Fear as motivation. It works.

Aug 11, 2008 15:56

Recently I have become fairly conscious of my level of fitness. Not just because my stomach sticks a little further out than it used to. A few months ago my dad was complaining of getting a pain in his chest during exercise. One thing led to another and he was diagnosed with angina and had an operation which involved staying fully conscious while a surgeon stuck a tube in his thigh and inflated a small balloon so as to widen an artery. Signs are that he’s as recovered as can be, which is nice. He still has to take anti-coagulants that make him bruise easily, and he now tells stories about his heart attack recovery fitness group, where he meets people who have been dead for ten minutes. But anyway, this being a livejournal post, I must ask the obvious; how does this affect me?

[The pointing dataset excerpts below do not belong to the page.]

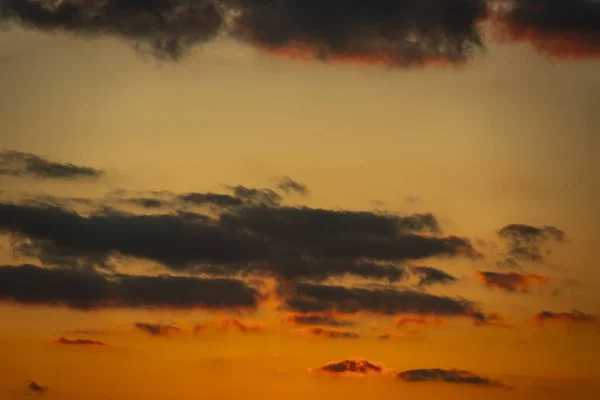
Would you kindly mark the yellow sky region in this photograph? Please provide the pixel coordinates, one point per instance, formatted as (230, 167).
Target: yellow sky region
(512, 139)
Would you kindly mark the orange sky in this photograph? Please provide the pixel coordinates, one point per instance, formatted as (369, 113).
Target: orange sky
(510, 138)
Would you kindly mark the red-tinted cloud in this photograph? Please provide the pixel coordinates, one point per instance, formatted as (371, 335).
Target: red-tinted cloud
(419, 322)
(243, 327)
(352, 367)
(329, 333)
(447, 376)
(573, 317)
(78, 342)
(511, 281)
(559, 29)
(158, 329)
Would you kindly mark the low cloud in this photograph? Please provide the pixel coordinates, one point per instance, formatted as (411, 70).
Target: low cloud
(319, 319)
(19, 164)
(243, 327)
(526, 243)
(327, 333)
(78, 342)
(447, 376)
(314, 298)
(419, 322)
(511, 281)
(430, 276)
(88, 290)
(573, 317)
(255, 238)
(377, 31)
(557, 29)
(35, 388)
(157, 329)
(352, 367)
(165, 29)
(290, 186)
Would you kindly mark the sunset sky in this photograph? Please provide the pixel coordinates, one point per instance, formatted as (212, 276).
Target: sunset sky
(247, 199)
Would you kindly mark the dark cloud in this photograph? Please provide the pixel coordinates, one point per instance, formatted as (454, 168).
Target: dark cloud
(211, 199)
(314, 298)
(389, 32)
(255, 238)
(244, 327)
(329, 333)
(558, 29)
(16, 163)
(173, 240)
(511, 281)
(157, 329)
(165, 28)
(35, 388)
(419, 322)
(446, 375)
(289, 186)
(319, 319)
(572, 317)
(87, 290)
(79, 342)
(431, 276)
(525, 242)
(353, 366)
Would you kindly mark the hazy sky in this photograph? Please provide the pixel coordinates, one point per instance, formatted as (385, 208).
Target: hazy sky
(324, 199)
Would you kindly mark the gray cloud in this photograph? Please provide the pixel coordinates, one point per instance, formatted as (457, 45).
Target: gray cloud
(35, 388)
(525, 242)
(256, 238)
(353, 366)
(386, 31)
(319, 319)
(431, 276)
(16, 163)
(289, 186)
(558, 29)
(87, 290)
(157, 329)
(314, 298)
(167, 29)
(446, 375)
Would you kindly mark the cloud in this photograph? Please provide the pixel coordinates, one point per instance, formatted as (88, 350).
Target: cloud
(356, 367)
(525, 242)
(173, 240)
(256, 238)
(319, 319)
(35, 388)
(88, 290)
(419, 322)
(305, 297)
(572, 317)
(447, 376)
(328, 333)
(19, 164)
(431, 276)
(374, 31)
(157, 329)
(511, 281)
(556, 28)
(243, 327)
(166, 29)
(78, 342)
(289, 186)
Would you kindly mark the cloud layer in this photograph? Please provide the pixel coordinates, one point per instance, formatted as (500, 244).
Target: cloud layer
(19, 164)
(455, 376)
(388, 32)
(88, 290)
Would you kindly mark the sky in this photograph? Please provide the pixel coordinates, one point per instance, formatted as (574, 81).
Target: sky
(256, 199)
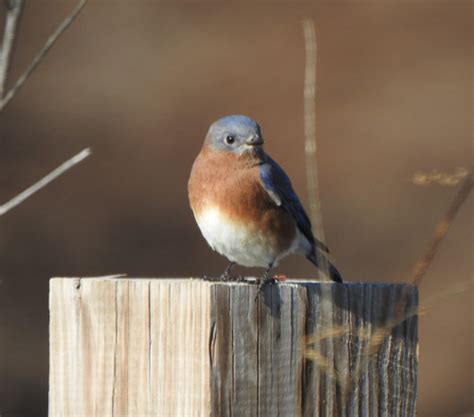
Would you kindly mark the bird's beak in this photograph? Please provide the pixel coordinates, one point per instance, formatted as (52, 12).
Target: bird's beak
(254, 140)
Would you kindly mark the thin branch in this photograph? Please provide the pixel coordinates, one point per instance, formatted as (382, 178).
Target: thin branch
(310, 127)
(441, 229)
(44, 181)
(14, 8)
(310, 148)
(42, 53)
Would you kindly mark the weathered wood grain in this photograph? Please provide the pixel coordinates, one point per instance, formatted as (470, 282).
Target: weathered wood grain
(158, 347)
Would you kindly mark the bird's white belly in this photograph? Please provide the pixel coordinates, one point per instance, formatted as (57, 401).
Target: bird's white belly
(240, 243)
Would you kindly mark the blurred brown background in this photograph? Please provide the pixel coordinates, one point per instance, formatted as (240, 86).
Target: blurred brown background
(140, 82)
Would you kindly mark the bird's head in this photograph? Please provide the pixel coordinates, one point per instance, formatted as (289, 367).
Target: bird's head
(236, 134)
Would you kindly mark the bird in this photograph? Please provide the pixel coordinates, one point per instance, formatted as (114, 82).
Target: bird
(245, 205)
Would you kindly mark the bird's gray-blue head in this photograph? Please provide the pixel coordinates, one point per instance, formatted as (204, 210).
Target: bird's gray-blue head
(236, 134)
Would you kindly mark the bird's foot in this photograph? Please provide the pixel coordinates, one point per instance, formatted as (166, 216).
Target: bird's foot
(262, 283)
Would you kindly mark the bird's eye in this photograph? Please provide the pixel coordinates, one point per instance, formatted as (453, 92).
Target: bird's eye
(229, 139)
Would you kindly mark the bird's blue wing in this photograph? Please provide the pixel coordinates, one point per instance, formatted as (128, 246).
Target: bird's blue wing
(279, 188)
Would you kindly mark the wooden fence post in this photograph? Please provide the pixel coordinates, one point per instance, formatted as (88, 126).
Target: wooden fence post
(188, 347)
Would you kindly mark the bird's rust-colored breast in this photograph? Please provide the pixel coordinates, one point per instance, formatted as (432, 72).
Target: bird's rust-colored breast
(231, 183)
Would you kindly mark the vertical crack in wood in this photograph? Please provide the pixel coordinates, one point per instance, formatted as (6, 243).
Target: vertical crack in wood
(149, 340)
(212, 342)
(114, 381)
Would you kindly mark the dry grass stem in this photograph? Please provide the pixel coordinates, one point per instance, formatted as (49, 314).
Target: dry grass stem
(441, 229)
(44, 181)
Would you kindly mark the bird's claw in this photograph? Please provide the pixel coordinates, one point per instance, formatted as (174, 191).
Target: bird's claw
(262, 283)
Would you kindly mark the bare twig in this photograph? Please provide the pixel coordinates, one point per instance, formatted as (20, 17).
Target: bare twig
(44, 181)
(441, 229)
(310, 127)
(14, 8)
(42, 53)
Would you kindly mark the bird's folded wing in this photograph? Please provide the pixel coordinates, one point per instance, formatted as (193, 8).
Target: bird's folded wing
(279, 188)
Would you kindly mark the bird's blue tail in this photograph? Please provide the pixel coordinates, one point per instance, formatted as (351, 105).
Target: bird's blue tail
(324, 265)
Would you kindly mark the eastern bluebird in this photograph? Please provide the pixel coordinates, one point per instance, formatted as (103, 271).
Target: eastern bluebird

Well, it affects both me and my sister, really. It’s pretty much a certainty that the angina is hereditary, what with both my dad’s parents having it as well. As I understand it, it’s about a 50% chance that we’ll get similar problems later in life. We’ll both have to get evaluated properly for risk factors at some point, which will be fun. I’ve always been resistant to weight gain, meaning I don’t particularly watch what I eat. So what will my cholesterol be like? I’ve taken a peek at my blood pressure with one of those home test machines, and there’s nothing wrong with that. But I might as well have a go at doing some exercise, I think, because it’s been a year or two since I’ve done consistent, regular workouts.

The sister’s made it pretty easy by getting hold of Wii Fit, which I find alternately toadying and abusive. First it tells me my BMI’s 22.55, then that my Wii age is 29. Or 24. Or 20. Then it asks why I’ve gained a pound since last time. I don’t know! I didn’t have a shit before I started my workout, that might be a problem. On random workouts it will call me a muscle legend, and on others it will deride me as a couch potato. Still, the thing does actually work. After half an hour I am having trouble moving on the balance board because the sweat is making it slippery. And the high scores on the games mean I start competing with everyone who’s ever used the machine, which appeals to my ego. I am finding that my balance is improving, which appears to be the main measurement of fitness according to the game.

I also found that it’s embarrassingly flattering of my press-ups. I started with six, it said that was too easy for me and set ten. I did ten, and now there’s an option called press-up challenge. I haven’t tried that yet, because there’s more fun to be had with trying to help your Mii who’s been dressed as a penguin eat fish, or do ski-jumps until you’ve set a hopefully insurmountable record. Or had a go on hula hoops. Jesus, hula hoops. The six minute version nearly killed me. My point is that I seem to be pretty good at press-ups, which is when I took more notice of a link on http://www.chrisgrapes.co.uk leading me to the hundred push ups challenge site. That’s pretty interesting, I thought. I could do press-ups when my sister’s taken her board to Oxford or somewhere. So now I’m doing it.

The site sets an initial challenge to try and complete as many “good form” press-ups as I can do at the moment, to test my fitness level. I managed to squeeze out 26, which is respectable enough, I think. It hasn’t been so long since I was lugging books around as part of my job, so I wasn’t expecting anything less than ten. Unfortunately, this puts me in the most intensive category for the first week of the challenge, leading to the kitten-strength feeling I have after completing day 3 (and therefore, week 1. Go me!). Of course it didn’t help that I attempted day 2 the day after day 1 because I didn’t read properly the helpful hint that I should rest between days to allow my muscles to recover. A little typical of me when it comes to exercise, being impatient and trying to do everything as quickly as possible. Still, no real problems yet. Each workout ends with trying to do a maximum number of press-ups, with a minimum you have to get over. I managed 20 today, with the minimum set at 15. Alright, maybe I did 19, what with the last one being sort of borderline “good form”. But I’m feeling optimistic. I’m not as unfit as I feared, and going by this week’s effort I can do this challenge. And all it is taking is the potential threat of angina later in life.